To fully understand mindfulness, not only do we need to understand mindfulness practices, but we need to do them. A mindfulness practice can either be formal, which means participating in sessions such as mindful breathing or a body scan exercise, or informal, which means being mindful of — and connected to — whatever happens in our daily lives. Our informal practice of mindfulness is supported by our formal practice, and is simply:
being fully aware of whatever is taking place in this moment directing our awareness to whatever is real, rather than having it distracted by what imagined realities of what might be, or was, or otherwise isn’t accepting whatever is real.
Informal mindfulness practices
Informal mindfulness in daily living practices include:
- Mindful listening — really listen to the sound of the voice of anyone who is talking to you, rather than listening to your own internal voice. Be aware of your assumptions and judgements about whoever is talking to you, as well as your expectations about what they are going to say.
- Mindful communication — work towards achieving the best outcome with whoever you are communicating with, by practising active listening, and asking questions, rather than by trying to persuade them to agree with your solution. This is an ancient and effective communication practice that is known as the dialectic, or the Platonic/Socratic dialogue.
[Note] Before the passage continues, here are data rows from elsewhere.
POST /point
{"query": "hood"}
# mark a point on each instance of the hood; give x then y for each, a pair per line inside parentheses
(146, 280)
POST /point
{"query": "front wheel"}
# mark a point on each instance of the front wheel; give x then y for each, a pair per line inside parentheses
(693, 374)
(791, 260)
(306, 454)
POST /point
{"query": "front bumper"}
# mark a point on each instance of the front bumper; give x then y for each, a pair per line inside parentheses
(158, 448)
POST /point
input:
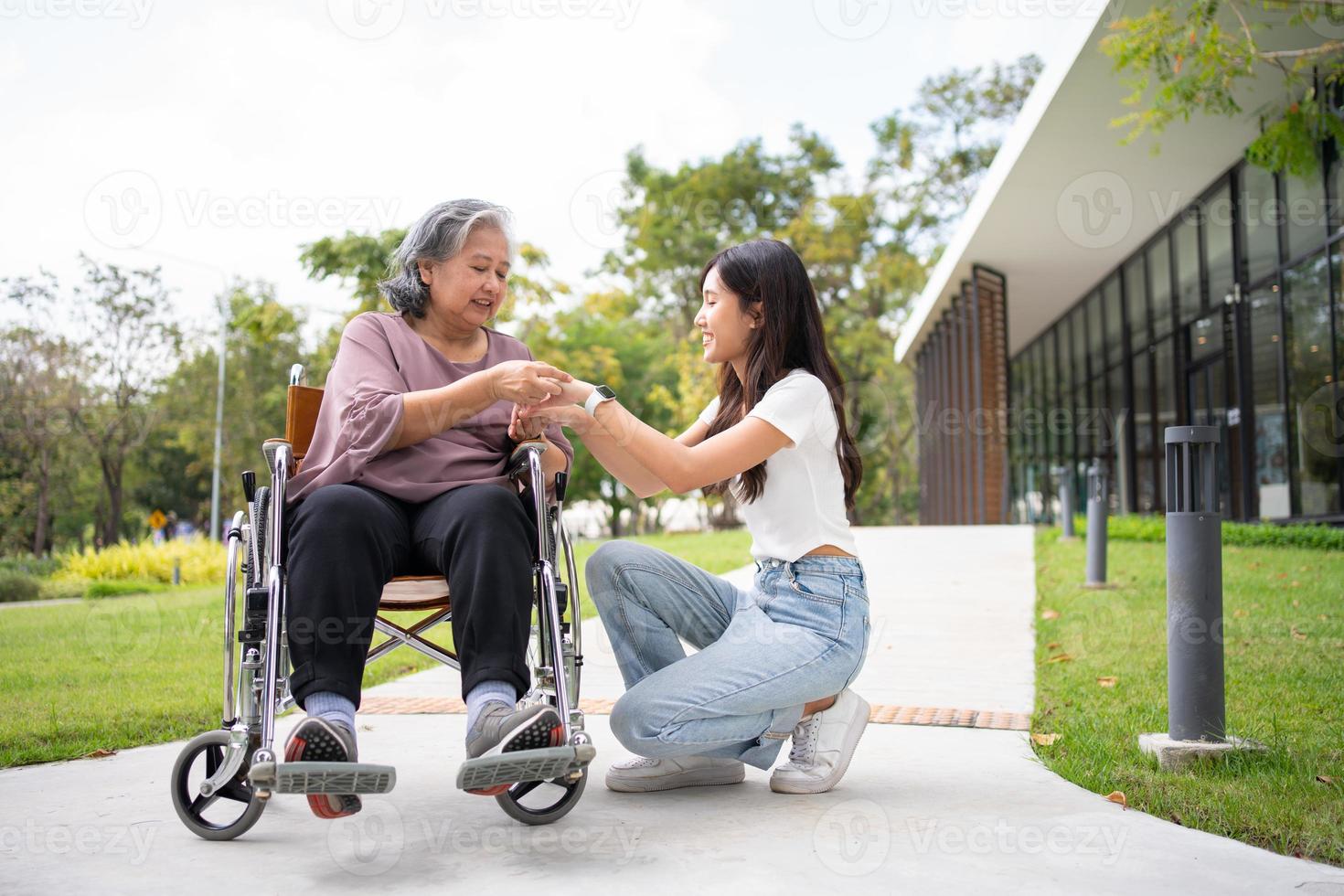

- Mindful walking — really connect with all or any sense while you are moving — the feel of your feet touching the ground, the aroma in the air or the noise around you.
- Mindful eating — concentrate on just the taste or texture of the food you are eating by removing any distractions around you while you eat such as watching TV, reading or moving around. Try an experiment: eat or drink anything you like with total awareness and then try eating or drinking the same thing while you are doing something else. Which experimental condition made the food taste better?
The key to unlocking any mindfulness practice and its life benefits is persistence — if you keep being still, you will stay still, naturally.
Formal mindfulness practices
This is a basic mindfulness technique which is best done for just a few minutes, at least, once a day, to gain the most benefit.
- Be still.
- Be aware of your natural breath — don’t try to change it, don’t judge it.
- Just let it flow.
- Be aware of your in-breath (inhalation), and your out-breath (exhalation), and the space between your in-breath and out-breath.
- Every time that you are aware that you are thinking about anything, gently bring your awareness back to focusing on your breath.